John Deans, 57, is a former lorry driver from Cumbria. The father of four has been on the kidney waiting list for more than two years. In the meantime he needs dialysis to stay alive. Thousands of people in his position face dwindling chances of a transplant because of increasing demand exacerbated by unhealthy lifestyles in the UK.
"I have been diabetic for nearly 30 years. There was no one in my family with diabetes. I wasn't overweight and I didn't drink alcohol, though I did drink a lot of sugary drinks, maybe three two-litre bottles every day. Three times a week for the past three years I leave the house by 6.30am for four hours hooked up to the dialysis machine. Afterwards, I feel so drained I just get on the sofa and stay there. I used to love working with our horses but now I just watch my wife.
"I've been on the organ list for more than two years and it's a waiting game now. I'm not as bad off as many people, but I could be waiting years for a match. How I would love my energy back. There are people at the dialysis unit who became overweight when they stopped working, ended up with diabetes and then kidney failure. Then there are others who have had infections. It is a mixed bunch.

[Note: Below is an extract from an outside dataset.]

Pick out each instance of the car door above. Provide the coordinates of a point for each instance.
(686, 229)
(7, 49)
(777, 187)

"They can't cope with the numbers who need dialysis now so they will have to open more units if more and more people become overweight and end up diabetic. Young people don't realise the harm they are doing to their kidneys and livers. It might seem a long way off now, but if you're overweight or drinking too much you could develop diabetes and kidney failure in 20 years. It's not just the hours of sitting for dialysis; kidneys affect your whole life."